There are a few types of anesthesia that can be used during an oral surgery procedure. We understand that the idea of surgery and anesthesia can be uncomfortable and intimidating for some people to think about ahead of any procedures.
Dental anesthesia is common and safe, but before it’s administered, the dentist should know a patient’s complete medical history to avoid any possible complications. Side effects are rare and vary depending on the type of anesthesia that is administered.
Types of Anesthesia:
General Anesthesia: Puts patients in a sleep-like state with a combination of medications that prevent the patient from feeling pain and experiencing the surgery. These medications essentially block the brain from receiving pain signals while you’re in surgery. While you are under anesthesia, your doctor will monitor your vital functions and breathing to ensure that you are safe through the procedure.

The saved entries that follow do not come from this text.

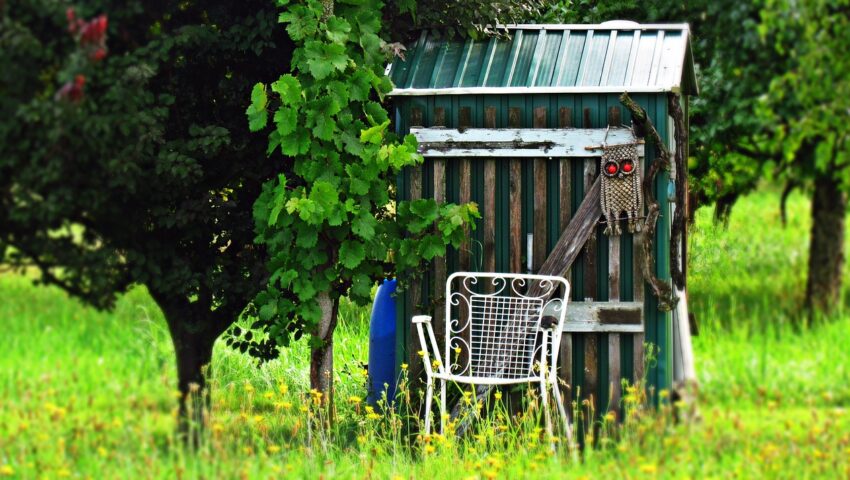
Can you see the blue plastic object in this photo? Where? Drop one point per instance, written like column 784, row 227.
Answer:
column 382, row 344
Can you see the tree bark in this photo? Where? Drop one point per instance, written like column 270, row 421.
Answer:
column 193, row 352
column 321, row 358
column 826, row 250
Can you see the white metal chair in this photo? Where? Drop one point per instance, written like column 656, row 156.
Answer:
column 496, row 335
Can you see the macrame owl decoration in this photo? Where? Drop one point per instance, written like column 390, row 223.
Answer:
column 621, row 189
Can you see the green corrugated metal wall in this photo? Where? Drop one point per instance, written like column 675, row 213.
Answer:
column 657, row 324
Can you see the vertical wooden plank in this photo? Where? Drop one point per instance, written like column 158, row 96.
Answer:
column 490, row 117
column 591, row 341
column 639, row 358
column 416, row 117
column 614, row 269
column 490, row 200
column 414, row 359
column 614, row 115
column 540, row 229
column 439, row 117
column 565, row 195
column 590, row 246
column 614, row 375
column 465, row 121
column 465, row 117
column 439, row 262
column 565, row 117
column 515, row 121
column 591, row 370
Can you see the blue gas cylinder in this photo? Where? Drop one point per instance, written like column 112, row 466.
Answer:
column 382, row 344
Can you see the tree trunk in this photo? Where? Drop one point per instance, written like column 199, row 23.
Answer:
column 826, row 250
column 193, row 351
column 321, row 358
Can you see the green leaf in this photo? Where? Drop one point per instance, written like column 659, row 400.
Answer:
column 296, row 143
column 361, row 287
column 257, row 115
column 364, row 225
column 324, row 58
column 351, row 254
column 374, row 135
column 285, row 120
column 289, row 89
column 432, row 246
column 337, row 30
column 360, row 85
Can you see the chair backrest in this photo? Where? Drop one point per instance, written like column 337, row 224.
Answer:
column 493, row 329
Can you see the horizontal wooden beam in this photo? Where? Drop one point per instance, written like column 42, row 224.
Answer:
column 519, row 142
column 623, row 317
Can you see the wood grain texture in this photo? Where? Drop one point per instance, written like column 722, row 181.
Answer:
column 591, row 369
column 590, row 277
column 540, row 228
column 490, row 117
column 439, row 117
column 614, row 115
column 515, row 208
column 576, row 234
column 614, row 268
column 414, row 360
column 565, row 117
column 639, row 358
column 540, row 199
column 614, row 375
column 515, row 199
column 490, row 200
column 439, row 262
column 416, row 117
column 489, row 215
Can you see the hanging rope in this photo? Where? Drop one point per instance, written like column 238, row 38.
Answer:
column 641, row 123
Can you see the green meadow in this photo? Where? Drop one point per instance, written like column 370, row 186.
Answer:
column 88, row 394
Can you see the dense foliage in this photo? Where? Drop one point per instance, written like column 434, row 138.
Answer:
column 134, row 165
column 331, row 226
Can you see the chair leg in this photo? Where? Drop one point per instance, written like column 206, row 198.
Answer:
column 544, row 397
column 442, row 407
column 429, row 394
column 568, row 431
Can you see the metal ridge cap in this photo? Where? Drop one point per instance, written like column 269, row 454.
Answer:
column 610, row 25
column 410, row 92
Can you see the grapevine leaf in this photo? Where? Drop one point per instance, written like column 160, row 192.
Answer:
column 351, row 254
column 257, row 114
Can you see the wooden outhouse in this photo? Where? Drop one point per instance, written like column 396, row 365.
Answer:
column 512, row 123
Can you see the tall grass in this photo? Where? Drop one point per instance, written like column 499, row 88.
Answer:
column 87, row 394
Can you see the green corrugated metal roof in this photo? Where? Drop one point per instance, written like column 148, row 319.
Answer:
column 610, row 57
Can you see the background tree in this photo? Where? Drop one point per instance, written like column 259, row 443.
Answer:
column 808, row 105
column 137, row 167
column 331, row 226
column 771, row 106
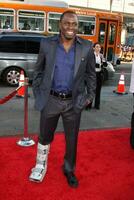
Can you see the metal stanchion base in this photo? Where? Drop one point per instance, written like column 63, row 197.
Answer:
column 25, row 142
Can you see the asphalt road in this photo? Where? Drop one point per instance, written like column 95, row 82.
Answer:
column 115, row 110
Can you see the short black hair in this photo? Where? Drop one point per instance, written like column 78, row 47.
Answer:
column 67, row 12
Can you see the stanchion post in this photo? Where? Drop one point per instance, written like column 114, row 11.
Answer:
column 26, row 141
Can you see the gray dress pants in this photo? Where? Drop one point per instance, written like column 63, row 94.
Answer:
column 49, row 117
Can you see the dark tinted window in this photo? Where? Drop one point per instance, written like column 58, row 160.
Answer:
column 12, row 44
column 33, row 44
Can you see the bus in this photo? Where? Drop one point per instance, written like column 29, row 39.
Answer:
column 97, row 26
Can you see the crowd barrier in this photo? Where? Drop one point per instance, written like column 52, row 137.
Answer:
column 25, row 140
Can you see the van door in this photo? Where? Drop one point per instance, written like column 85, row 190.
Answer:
column 32, row 50
column 107, row 38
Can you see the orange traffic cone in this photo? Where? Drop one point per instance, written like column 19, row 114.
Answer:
column 21, row 91
column 121, row 86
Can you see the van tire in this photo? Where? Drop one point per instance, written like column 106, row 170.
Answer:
column 11, row 76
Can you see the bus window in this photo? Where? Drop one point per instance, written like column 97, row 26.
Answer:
column 110, row 54
column 102, row 33
column 112, row 32
column 31, row 20
column 6, row 19
column 86, row 25
column 53, row 22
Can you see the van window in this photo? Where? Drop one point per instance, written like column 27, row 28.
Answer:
column 12, row 44
column 33, row 45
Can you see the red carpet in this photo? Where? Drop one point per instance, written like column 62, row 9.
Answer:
column 105, row 169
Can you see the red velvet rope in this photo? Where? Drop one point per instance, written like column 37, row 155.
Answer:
column 7, row 98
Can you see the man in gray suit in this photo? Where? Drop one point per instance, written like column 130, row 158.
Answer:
column 65, row 63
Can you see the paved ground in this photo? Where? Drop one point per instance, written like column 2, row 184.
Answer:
column 115, row 112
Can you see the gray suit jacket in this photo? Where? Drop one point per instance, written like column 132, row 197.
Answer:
column 84, row 83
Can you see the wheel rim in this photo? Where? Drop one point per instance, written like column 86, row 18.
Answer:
column 13, row 77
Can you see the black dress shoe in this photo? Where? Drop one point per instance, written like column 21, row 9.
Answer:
column 71, row 179
column 97, row 107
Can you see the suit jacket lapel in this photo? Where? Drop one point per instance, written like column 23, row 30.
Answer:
column 78, row 54
column 52, row 57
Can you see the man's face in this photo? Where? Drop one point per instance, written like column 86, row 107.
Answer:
column 69, row 26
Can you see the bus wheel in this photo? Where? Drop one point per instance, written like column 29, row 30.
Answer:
column 11, row 76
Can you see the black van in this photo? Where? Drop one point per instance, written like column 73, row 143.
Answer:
column 18, row 51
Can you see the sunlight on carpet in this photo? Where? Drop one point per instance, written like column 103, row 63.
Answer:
column 105, row 168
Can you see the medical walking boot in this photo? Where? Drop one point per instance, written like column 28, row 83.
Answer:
column 40, row 169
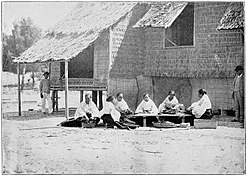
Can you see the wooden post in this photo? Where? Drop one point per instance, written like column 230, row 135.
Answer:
column 56, row 100
column 53, row 100
column 66, row 89
column 100, row 100
column 19, row 89
column 81, row 95
column 94, row 97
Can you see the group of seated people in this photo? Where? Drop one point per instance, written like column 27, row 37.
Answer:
column 116, row 109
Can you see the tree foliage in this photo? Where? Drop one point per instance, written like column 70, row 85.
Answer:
column 24, row 34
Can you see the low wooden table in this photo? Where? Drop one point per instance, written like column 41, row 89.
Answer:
column 176, row 116
column 144, row 116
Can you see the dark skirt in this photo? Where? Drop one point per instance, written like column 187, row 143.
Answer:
column 108, row 120
column 207, row 115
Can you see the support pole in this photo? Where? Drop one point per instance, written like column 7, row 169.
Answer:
column 81, row 95
column 66, row 89
column 19, row 89
column 100, row 100
column 94, row 97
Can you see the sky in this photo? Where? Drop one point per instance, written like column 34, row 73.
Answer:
column 44, row 14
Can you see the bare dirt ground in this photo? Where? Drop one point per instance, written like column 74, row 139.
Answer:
column 30, row 148
column 33, row 144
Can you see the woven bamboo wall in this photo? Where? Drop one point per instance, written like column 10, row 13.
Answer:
column 128, row 46
column 128, row 87
column 214, row 54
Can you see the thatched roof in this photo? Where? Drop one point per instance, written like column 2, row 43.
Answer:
column 76, row 31
column 233, row 17
column 161, row 14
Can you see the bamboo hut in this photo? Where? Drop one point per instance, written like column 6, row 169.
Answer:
column 233, row 17
column 136, row 48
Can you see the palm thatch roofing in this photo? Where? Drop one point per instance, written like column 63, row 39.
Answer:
column 76, row 31
column 233, row 17
column 161, row 14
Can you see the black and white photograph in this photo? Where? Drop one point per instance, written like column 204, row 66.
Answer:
column 123, row 88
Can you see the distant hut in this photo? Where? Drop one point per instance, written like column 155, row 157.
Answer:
column 233, row 17
column 136, row 47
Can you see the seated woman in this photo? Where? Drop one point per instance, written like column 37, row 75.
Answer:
column 87, row 110
column 147, row 106
column 121, row 105
column 123, row 108
column 170, row 104
column 202, row 108
column 109, row 114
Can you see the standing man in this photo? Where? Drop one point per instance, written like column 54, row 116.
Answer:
column 44, row 88
column 238, row 94
column 87, row 109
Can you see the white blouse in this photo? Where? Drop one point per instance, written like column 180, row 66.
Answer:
column 121, row 105
column 87, row 108
column 109, row 108
column 166, row 102
column 150, row 106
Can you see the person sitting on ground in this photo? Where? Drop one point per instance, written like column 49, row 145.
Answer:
column 202, row 108
column 171, row 104
column 109, row 114
column 123, row 108
column 121, row 105
column 87, row 111
column 147, row 106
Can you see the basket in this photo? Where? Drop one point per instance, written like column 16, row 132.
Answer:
column 88, row 125
column 165, row 124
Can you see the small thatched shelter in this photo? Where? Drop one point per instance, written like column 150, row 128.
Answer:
column 139, row 48
column 233, row 17
column 162, row 14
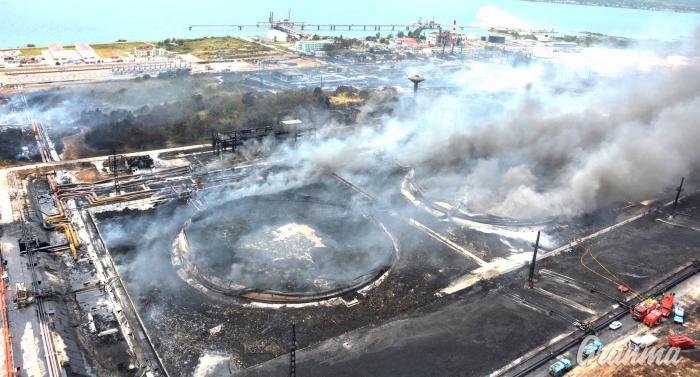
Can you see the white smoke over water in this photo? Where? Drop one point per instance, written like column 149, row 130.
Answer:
column 545, row 139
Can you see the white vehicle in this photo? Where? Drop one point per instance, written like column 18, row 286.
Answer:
column 641, row 342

When receiving general anesthesia, you will need a ride home after your appointment.
Intravenous (IV) Sedation: Administered by taking medication through a vein or orally. IV sedation works very quickly and even though you are conscious through the procedure and can respond to your doctor’s signals, your memory of the surgery will be vague if any. This form of sedation doesn’t offer pain relief, so it is usually used in combination with local anesthesia or other pain medications.
When receiving this form of medication, you will need a ride home after your appointment.
Local Anesthesia: This is the numbing of the area where the procedure is to be performed. Commonly referred to as “novocaine,” there are a number of updated anesthetics that can be used in this type of numbing. This type of anesthesia temporarily blocks pain in the local area and usually wears off within a couple of hours.
You can usually drive yourself after receiving local anesthesia, but it’s best to discuss this with your doctor.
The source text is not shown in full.